When Jerry Jones hired the veteran defensive coordinator last Spring, there was hope that Zimmer could sustain the level of defense that helped the team win 12 games in three consecutive years under Dan Quinn. Led by pass-rushers Micah Parsons and DeMarcus Lawrence and decorated cornerbacks Trevon Diggs and DaRon Bland – injected with a fusion of good ol’ Zimm fundamentals – the consensus that the Cowboys would only slightly different while performing essentially the same.
The Cowboys’ defense smothered the Cleveland Browns in the season-opening win. And then the wheels fell completely off. Zimmer’s crew surrendered touchdowns on six consecutive drives to the New Orleans Saints in Week 2 and it’s been downhill since.
On a recent podcast, it was Parsons and Diggs that openly pined for Quinn and praising his motivational skill.
Besieged by injures to Bland, Diggs, Parsons and Lawrence (and even Sam Williams), the Cowboys have coughed up 47, 30 and 27 points during the three-game losing streak that’s plummeted them to 3-5 and gasping for air.
Some media are fabricating preposterous opinions that quarterback Dak Prescott “quit” on his team by takin himself of last week’s loss with a pulled hamstring.
But Zimmer, whose bedrock is assignment discipline and sure tackling, is visibly souring on his players, if not the season.
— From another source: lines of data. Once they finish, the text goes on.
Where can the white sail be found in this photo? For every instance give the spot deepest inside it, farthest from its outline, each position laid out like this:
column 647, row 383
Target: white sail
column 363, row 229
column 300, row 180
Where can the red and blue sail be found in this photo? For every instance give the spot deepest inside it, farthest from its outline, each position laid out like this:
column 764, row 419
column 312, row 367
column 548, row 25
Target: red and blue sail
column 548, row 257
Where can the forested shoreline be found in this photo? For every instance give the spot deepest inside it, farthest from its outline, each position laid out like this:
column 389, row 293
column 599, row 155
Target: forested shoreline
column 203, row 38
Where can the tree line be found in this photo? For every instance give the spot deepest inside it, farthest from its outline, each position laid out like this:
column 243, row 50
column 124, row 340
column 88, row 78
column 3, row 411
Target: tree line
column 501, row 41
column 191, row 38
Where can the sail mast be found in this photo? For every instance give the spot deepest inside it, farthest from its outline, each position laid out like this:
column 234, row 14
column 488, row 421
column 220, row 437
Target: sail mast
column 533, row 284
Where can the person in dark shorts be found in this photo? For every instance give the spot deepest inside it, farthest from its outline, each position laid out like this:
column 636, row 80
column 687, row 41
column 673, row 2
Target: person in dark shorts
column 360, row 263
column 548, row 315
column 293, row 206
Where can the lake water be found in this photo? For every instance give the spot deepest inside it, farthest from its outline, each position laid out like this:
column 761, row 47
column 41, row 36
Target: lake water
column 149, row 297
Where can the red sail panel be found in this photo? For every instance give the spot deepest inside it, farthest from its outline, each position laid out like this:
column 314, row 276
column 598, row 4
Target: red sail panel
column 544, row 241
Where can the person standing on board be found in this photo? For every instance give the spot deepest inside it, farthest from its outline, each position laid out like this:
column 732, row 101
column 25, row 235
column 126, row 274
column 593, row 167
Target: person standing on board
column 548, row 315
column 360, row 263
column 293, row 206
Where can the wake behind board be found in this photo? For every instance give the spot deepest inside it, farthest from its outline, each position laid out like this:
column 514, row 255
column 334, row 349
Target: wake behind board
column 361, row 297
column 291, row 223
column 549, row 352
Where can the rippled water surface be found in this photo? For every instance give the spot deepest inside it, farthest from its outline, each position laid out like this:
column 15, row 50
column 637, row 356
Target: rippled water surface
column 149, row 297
Never to be confused with a media darling, he got feisty this week at The Star when asked about a Falcons’ walk-in passing touchdown in which no defender was within 15 yards of Darnell Mooney.
Diggs ran into four other players – including two teammates – allowed the receiver to break into the open. Zimmer was asked if his players are yet comfortable in his scheme.
“You’d have to ask them,” he said characteristically gruff. “It was man-to-man coverage. … We just didn’t play good, misaligned a little bit. Just got caught in the trash.”
Diggs, meet the underbelly of a bus.
While Quinn flourishes as head coach of the Commanders, Zimmer’s brief benefit of the doubt is evaporating in Dallas.